Julia 1.0 has been released: https://julialang.org/blog/2018/08/one-point-zero. Video of the Julia founders talk about the path to Julia 1.0 and the live tagging of the release:
Binaries for 1.0 are available on https://julialang.org/downloads, and we have them for the usual suspects: Linux (i686, x86-64, ARMv7), FreeBSD (x86-64), macOS, and Windows (32-, 64-bit). Check it out!
Current efforts are largely focused on updating packages. Julia’s
master branch is now 1.1.0-DEV, which means for now we’ll be adding bugfixes (which will be backported to 1.0.x releases), and new features that won’t break existing code.
Thank you to all of the developers and the amazing Julia community who got us to this point!
Thanks for the hard work. I also noticed that docker registry is also updated.
Look forward to playing with it.
Awesome. I have a question. Do I gain any performance if I compile the Julia binaries from source in my system, instead of downloading the pre-compiled binaries from julialang.com?
Unlikely. (No for most cases.)
So what has changed? We still remember the 7 gotchas by @ChrisRackauckas, especially: Gotcha #7: Not Building the System Image for your Hardware.
One thing that is much better than a year ago is the support of the default openblas version for modern CPUs like Skylake. In the past the binary version couldn’t recognize modern CPUs and used a slow fallback mode.
I think it’s this:
A good number of Gotchas are now gone. 7 is gone. 1 is basically gone: globals now have to be made explicit so now it’s just “dealing with globals” instead of dealing with REPL loops.

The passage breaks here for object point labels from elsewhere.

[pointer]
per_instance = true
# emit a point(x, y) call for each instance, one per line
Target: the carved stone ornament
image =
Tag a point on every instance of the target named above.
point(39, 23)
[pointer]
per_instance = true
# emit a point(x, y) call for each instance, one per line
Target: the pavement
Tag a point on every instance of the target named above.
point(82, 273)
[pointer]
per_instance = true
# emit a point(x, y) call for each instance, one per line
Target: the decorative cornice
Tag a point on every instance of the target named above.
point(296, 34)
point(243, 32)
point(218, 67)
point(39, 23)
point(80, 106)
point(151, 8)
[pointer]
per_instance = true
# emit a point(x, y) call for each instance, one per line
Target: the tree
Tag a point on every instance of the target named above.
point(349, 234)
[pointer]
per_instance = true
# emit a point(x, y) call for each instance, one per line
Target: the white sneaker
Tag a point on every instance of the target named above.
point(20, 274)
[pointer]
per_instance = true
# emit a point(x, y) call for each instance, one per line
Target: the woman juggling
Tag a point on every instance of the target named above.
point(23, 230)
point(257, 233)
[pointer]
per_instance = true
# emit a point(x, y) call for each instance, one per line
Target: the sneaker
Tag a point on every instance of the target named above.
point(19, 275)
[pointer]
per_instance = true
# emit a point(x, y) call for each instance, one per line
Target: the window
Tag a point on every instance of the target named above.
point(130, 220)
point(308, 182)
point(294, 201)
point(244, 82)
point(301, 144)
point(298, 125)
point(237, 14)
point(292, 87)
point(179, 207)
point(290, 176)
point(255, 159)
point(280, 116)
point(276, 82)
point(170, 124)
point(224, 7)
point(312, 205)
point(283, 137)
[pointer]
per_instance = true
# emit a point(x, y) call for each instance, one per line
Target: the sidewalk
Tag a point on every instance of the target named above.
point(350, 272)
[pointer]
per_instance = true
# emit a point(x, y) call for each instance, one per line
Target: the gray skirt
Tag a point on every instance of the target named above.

Hmm, very nice, things seem to improve so fast. Julia really has a wonderful community, thanks every one for getting us there.
So is there any other reason to build system image?
The doc still contains a section about how to build system image and I just submitted a bug report against that for Mac
of course there is, if you want to precompile your own methods into the system image to circumvent compilation happening at runtime.
Maybe this was already discussed earlier somewhere, yet I am curious to know the future development plan of Julia from now on.
Currently, both v1.0 and v0.7 have been released and are being maintained. But what is the next step? When v1.0.1 is released, would the corresponding version (with deprecation warnings) of v0.7.1 be also released? If so, would this process of parallel upgrades continue for a while? Or is the current v0.7.0 is the last release of the v0.7.x series?
Great news, Thanks!
v0.7 is only for depwarns to help people upgrade. I would be very surprised if there was a v0.7.x
Julia 1.0 news is even at Phoronix!
This is unclear to me. The Julia repo README still says
You can also set MARCH=native for a maximum-performance build customized for the current machine CPU.
Is that advice out of date, or does it address a separate issue ?
A very big, big thanks to the whole team that make it happens!